Scaliger and the Historian's Toolbox
Scaliger added to the ingenious ways we fit details to the Christian timeline
by Dan Graves
I’m always excited to discover ingenious methods historians and sociologists contrive for extracting stubborn details from the Christian past. As early as the second century, they were citing tables of eclipses to show that the darkness at Christ’s crucifixion was not an eclipse of the sun. Chroniclers had already long been examining old documents for assertions and allusions to matters related to the early church. In the fourth century, Eusebius added lists of bishops to his narrative of the rise of Christianity. Archaeology was used as early as Damasus (pope from 366–384) when he located tombs of martyrs around Rome, but began to congeal into a scientific discipline in the fifteenth-century when highly placed churchmen began funding excavations and collecting relics from them. Starting near the middle of the twentieth century, carbon dating of manuscripts and relics was establishing date ranges. Technical specialties such as analysis of earthquake displacements has come into use more recently. Epitaphologists have compared the appearance and frequency of Christian names in burial grounds to trace the spread of the faith. And so it goes.
Joseph Justus Scaliger (1540–1609) devised another tool, the Julian Day.
This Scaliger was born into a Catholic home in France. His scholarly father drilled him in Latin and he taught himself Greek. Subsequently he mastered another ten languages, including Arabic, Ethiopian, Hebrew, Persian, and Syriac. Converting to Reformation views at age twenty-two, he fled to Geneva after the St. Bartholomew’s Day Massacre in which Catholics butchered Huguenots (French Calvinists).
Having mastered languages, law, and mathematics, Scaliger issued revised editions of classical works. His revisions did not hold first place for long, because advances in scholarship soon enabled others to issue even better editions.
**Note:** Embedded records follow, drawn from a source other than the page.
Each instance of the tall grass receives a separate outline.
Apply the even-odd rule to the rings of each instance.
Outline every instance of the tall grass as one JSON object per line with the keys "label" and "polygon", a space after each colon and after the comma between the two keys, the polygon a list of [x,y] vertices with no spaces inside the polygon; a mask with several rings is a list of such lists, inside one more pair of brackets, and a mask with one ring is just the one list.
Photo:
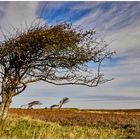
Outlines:
{"label": "tall grass", "polygon": [[124,138],[122,130],[94,126],[62,126],[58,123],[8,118],[0,138]]}
{"label": "tall grass", "polygon": [[0,138],[140,138],[140,117],[79,110],[14,109]]}

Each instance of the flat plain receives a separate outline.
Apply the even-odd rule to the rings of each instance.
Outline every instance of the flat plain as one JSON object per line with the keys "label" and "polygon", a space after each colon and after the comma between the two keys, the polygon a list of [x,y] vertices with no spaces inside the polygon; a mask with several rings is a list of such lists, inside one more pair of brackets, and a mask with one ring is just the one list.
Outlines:
{"label": "flat plain", "polygon": [[10,109],[0,138],[140,138],[140,110]]}

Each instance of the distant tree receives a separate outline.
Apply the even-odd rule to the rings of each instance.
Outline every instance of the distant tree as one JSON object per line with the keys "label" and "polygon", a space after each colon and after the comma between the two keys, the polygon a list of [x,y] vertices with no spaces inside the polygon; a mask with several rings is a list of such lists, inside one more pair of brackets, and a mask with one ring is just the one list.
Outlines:
{"label": "distant tree", "polygon": [[63,104],[65,104],[65,103],[67,103],[67,102],[69,102],[69,101],[70,101],[69,98],[64,97],[64,98],[59,102],[58,107],[61,108]]}
{"label": "distant tree", "polygon": [[69,98],[67,97],[64,97],[62,100],[60,100],[60,102],[58,104],[54,104],[54,105],[51,105],[50,108],[55,108],[55,107],[58,107],[58,108],[61,108],[63,104],[69,102]]}
{"label": "distant tree", "polygon": [[35,25],[16,33],[10,38],[4,36],[0,42],[0,120],[5,120],[12,98],[29,83],[95,87],[111,80],[104,79],[100,67],[114,52],[107,50],[103,41],[97,41],[94,30],[64,23]]}
{"label": "distant tree", "polygon": [[35,105],[42,105],[42,103],[40,101],[33,101],[28,104],[21,105],[21,107],[28,106],[28,109],[32,109]]}

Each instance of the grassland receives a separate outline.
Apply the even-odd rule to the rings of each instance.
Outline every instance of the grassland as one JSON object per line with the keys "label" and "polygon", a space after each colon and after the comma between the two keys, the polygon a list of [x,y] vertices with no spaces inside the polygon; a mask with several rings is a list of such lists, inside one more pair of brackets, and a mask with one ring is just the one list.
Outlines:
{"label": "grassland", "polygon": [[10,109],[0,129],[0,138],[140,138],[140,111]]}

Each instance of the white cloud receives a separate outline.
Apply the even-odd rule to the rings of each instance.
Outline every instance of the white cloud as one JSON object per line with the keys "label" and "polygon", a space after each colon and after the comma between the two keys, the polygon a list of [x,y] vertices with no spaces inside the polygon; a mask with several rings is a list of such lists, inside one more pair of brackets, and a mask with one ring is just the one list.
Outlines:
{"label": "white cloud", "polygon": [[[29,27],[31,23],[37,18],[38,2],[29,1],[11,1],[2,3],[0,10],[3,16],[0,20],[1,30],[5,34],[11,34],[14,32],[14,28],[25,29]],[[4,5],[4,6],[3,6]],[[2,40],[2,33],[0,32],[0,39]]]}

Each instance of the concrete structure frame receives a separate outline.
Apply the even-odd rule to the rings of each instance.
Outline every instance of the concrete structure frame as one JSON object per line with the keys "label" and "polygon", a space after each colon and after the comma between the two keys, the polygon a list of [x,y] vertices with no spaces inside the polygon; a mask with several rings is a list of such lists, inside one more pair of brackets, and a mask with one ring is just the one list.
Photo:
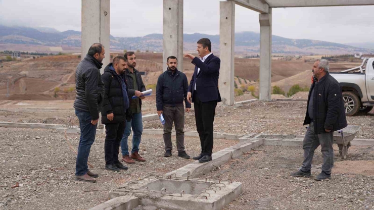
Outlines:
{"label": "concrete structure frame", "polygon": [[[176,56],[183,69],[183,0],[163,0],[163,71],[166,59]],[[219,91],[224,104],[234,101],[235,5],[260,13],[260,99],[271,99],[272,8],[374,5],[374,0],[227,0],[220,3]],[[95,42],[104,45],[105,66],[110,60],[110,0],[82,0],[82,55]],[[202,37],[203,38],[203,37]],[[84,56],[82,56],[83,59]]]}

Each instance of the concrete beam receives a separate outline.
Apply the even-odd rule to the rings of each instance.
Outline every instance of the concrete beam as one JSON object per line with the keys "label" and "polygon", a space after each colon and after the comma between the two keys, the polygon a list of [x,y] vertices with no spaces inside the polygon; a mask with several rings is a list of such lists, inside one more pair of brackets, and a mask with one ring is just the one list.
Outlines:
{"label": "concrete beam", "polygon": [[218,87],[224,105],[234,104],[234,51],[235,47],[235,3],[219,3],[219,58],[221,59]]}
{"label": "concrete beam", "polygon": [[270,7],[335,7],[374,5],[374,0],[266,0]]}
{"label": "concrete beam", "polygon": [[260,100],[271,99],[271,8],[260,14]]}
{"label": "concrete beam", "polygon": [[183,72],[183,0],[163,0],[162,71],[166,71],[169,56],[178,59]]}
{"label": "concrete beam", "polygon": [[92,44],[104,45],[102,74],[110,59],[110,0],[82,0],[82,60]]}
{"label": "concrete beam", "polygon": [[227,0],[234,2],[235,4],[246,8],[261,13],[269,12],[269,5],[266,4],[267,0]]}

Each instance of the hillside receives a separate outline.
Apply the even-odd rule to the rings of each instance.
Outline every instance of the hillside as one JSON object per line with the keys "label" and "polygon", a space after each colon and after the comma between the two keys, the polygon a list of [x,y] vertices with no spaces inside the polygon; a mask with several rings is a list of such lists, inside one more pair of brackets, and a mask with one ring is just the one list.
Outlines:
{"label": "hillside", "polygon": [[[219,35],[201,33],[183,35],[183,48],[186,51],[195,51],[197,40],[209,38],[214,51],[217,51]],[[80,32],[68,30],[59,32],[54,29],[34,29],[11,27],[0,25],[0,50],[7,48],[6,44],[44,45],[64,47],[80,46]],[[162,51],[162,34],[152,34],[143,37],[115,37],[111,36],[111,48],[122,51],[124,49],[142,51]],[[236,52],[241,54],[256,54],[259,51],[260,34],[253,32],[236,33]],[[310,39],[293,39],[276,35],[272,36],[272,51],[274,54],[292,55],[346,54],[360,52],[374,53],[374,49],[360,48],[337,43]],[[75,49],[79,50],[79,48]],[[53,51],[52,50],[51,50]]]}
His most lasting contribution came in the field of chronology. He studied the calendar systems of several civilizations in order to determine how their chronologies worked and then combined the various chronologies. His work placed chronology on a scientific footing, because he developed his system of Julian days, years, and epochs, in which every year and day had unique “coordinates.” Too bad he did not call these “Scaliger days,” as that term would have more clearly distinguished his dates from the Julian calendar dates that all of Western Europe used until 1582 when the Gregorian calendar began to replace the Julian calendar.
The three periods he used as measures—indiction (a 15-year Latin taxation and documentation period), solar, and lunar cycles—intersected on 1 January, 4713 BC and will intersect again in AD 3268. With sufficient information, any date from any chronology can be converted to a Julian date. In practice scholars are usually happy to pin down a year and month. Astronomical phenomena mentioned in ancient chronologies are helpful in cross-linking events to Scaliger’s timeline because the movements of solar system bodies can be calculated with precision. (The United States Naval Observatory provides a handy calculator to convert various dates to Julian days.)
The exact number of days between any two events for which Julian days are known can also be calculated precisely and easily. Ron Bublitz, for example, found this feature helpful in calculating ranges of years given by Jeremiah, Daniel, and Ezekiel in his book Hidden Rhythms in Prophecy.
Scaliger was both reviled and revered in his day. His admirers called him “light of the world,” “bottomless pit of erudition,” and other flattering titles. Leyden University was happy to employ him as a research professor, just for the prestige diffused by his name. Still, he was soon forgotten after his death, except by a few scholars handling chronologies. He could not have anticipated how moderns would appreciate his innovation. Variations and simplifications are used in astronomy, computer clocks, and business records around the world.